# Spindle
[](https://crates.io/crates/spindle-lib)
[](https://docs.rs/spindle-lib)
[](https://github.com/awslabs/spindle/blob/main/LICENSE)

Spindle is a simple and efficient expression and byte sequence generator to aid fuzz testing parsers and de-serializers. Spindle spins raw, untyped byte buffers into structured data.
## Overview
Spindle's syntax, similar to [Extended Backus–Naur form](https://en.wikipedia.org/wiki/Extended_Backus%E2%80%93Naur_form), lets users define the structure of generated data. This syntax compiles to `Grammar`, a state machine that can be arbitrarily traversed to produce structure-aware, matching expressions.

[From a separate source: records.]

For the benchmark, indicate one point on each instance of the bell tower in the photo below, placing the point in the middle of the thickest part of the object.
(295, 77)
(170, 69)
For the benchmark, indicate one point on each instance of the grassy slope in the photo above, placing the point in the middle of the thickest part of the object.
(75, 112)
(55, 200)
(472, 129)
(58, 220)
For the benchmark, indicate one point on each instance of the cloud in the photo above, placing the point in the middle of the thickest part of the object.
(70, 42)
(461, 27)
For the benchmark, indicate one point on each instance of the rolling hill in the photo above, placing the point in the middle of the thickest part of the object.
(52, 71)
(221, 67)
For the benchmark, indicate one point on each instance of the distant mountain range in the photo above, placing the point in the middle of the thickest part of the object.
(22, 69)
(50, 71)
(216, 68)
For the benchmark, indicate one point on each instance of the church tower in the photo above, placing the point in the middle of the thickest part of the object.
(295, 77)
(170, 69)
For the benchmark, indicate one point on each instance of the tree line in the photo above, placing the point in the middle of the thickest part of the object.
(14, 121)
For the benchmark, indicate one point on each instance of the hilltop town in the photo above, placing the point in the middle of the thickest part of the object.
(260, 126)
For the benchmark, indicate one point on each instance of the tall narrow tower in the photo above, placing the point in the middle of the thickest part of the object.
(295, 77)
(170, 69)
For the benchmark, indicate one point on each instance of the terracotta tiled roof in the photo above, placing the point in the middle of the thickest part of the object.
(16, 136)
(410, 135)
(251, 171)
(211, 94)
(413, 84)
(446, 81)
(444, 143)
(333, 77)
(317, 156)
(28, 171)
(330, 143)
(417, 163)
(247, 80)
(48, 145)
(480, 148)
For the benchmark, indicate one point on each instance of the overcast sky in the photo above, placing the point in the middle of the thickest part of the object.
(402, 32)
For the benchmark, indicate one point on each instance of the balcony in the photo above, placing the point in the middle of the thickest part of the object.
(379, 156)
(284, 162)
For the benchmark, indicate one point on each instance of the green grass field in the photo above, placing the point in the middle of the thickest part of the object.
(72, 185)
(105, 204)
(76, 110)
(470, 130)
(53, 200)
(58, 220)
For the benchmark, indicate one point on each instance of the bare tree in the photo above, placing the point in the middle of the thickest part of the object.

Spindle works with fuzzers such as [cargo-fuzz](https://crates.io/crates/cargo-fuzz) or [AFL](https://crates.io/crates/afl) because it is an extension of [arbitrary](https://crates.io/crates/arbitrary); the traversal of the state machine is deterministically dependent on [`Unstructured`](https://docs.rs/arbitrary/latest/arbitrary/struct.Unstructured.html).
Spindle is particularily useful for generating semi-correct and interesting inputs that attack edge cases of parsers and de-serializers, such as mixing familar tokens in incorrect places or sprinkling in Unicode characters.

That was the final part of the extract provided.